Immagine: a destra https://commons.wikimedia.org; a sinistra By Claire H. via https://commons.wikimedia.org

Il vaso, che è una sorta di brocca, veniva utilizzato per versare il vino, come indica la radice oinos che questo significa.
Vi si vede Ercole che torcendosi stringe con vigore il collo del leone, erto sulle zampe posteriori nel tentativo di liberarsi della morsa che gli sarà poi fatale. Nella visione completa della brocca, compare anche in questo caso alle spalle del leone, Atena a tutela dell’eroe.
Al ceramografo che l’ha dipinta è stato dato il nome dall’oinochòe a fondo bianco del British Museum classificata come B 620 e che raffigura Achille portato dal centauro Chirone.
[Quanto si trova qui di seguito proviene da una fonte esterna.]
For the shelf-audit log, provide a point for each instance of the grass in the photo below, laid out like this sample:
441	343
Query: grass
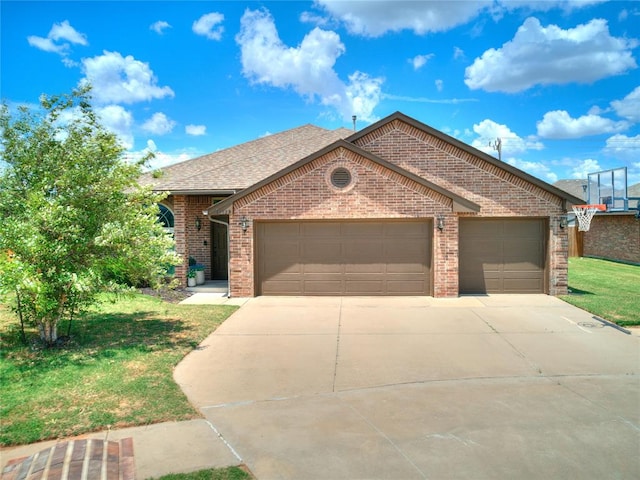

All’epoca della battaglia di Maratona, 490 a.C., risale invece lo stamnos attico a figure rosse attribuito al Pittore di Kleophrades.

03 - Leone (mito)
Stamnos attico a figure rosse del Pittore di Kleophrades con Ercole che strangola il leone di Nemea (University of Pennsylvania Museum, Philadelphia, 490 a.C.).
Immagine: www.penn.museum

Il vaso è un generico contenitore per liquidi che talvolta può essere dotato di coperchio a indicarne una funzione conservativa, ma veniva utilizzato anche per mescolare il vino con l’acqua, come si faceva con i crateri. Il pittore di Kleophrades è considerato un artista di altissimo livello e la sua bravura è ben apprezzabile anche su questo dipinto della prima fatica di Ercole dove in un complicato intreccio di figure, è resa in tutta la sua drammaticità la scena dello strangolamento del leone. A contatto con la terra, Ercole fa leva sulle ginocchia spingendo contro il leone che tenta di azzannarlo; col braccio sinistro l’eroe gli stringe il collo possente, mentre la mano destra gli afferra il muso dalle fauci spalancate. Dal canto suo la belva cerca con tutte le sue forze di opporsi al figlio di Zeus; con la zampa posteriore sinistra puntata sulla testa di Ercole prova faticosamente a respingerlo, ma lo sforzo sta già per dimostrarsi vano come si intuisce osservando lo sguardo sofferente, sottolineato dalla lingua fuori, segno di grande affanno. In questo disegno dal tratto perfetto, vi sono due forze immense che si fondono, attraverso l’espediente di un corpo a corpo totale. Ma allo stesso tempo, in una tensione portata all’estremo, con altrettanto vigore si respingono, energie di carica opposta senza possibilità di incontro.

Venendo in epoca moderna, l’astronomo polacco Johannes Hevelius ha ritratto il felino con la sua caratteristica maestria sulla tavola uranografica dedicata alla costellazione (a inizio pagina). La tavola fa parte dell’opera Uranographia e pubblicata postuma nel 1690 a Danzica.

Anche in questo mito vi è un significato analogo a quello della lotta contro l’Idra. Il leone è il re degli animali per eccellenza, e insieme alla sua forza e alla sua ferocia incarna la natura animale. La vittoria di Eracle sul leone simboleggia la vittoria dello spirito umano sull'istinto animale.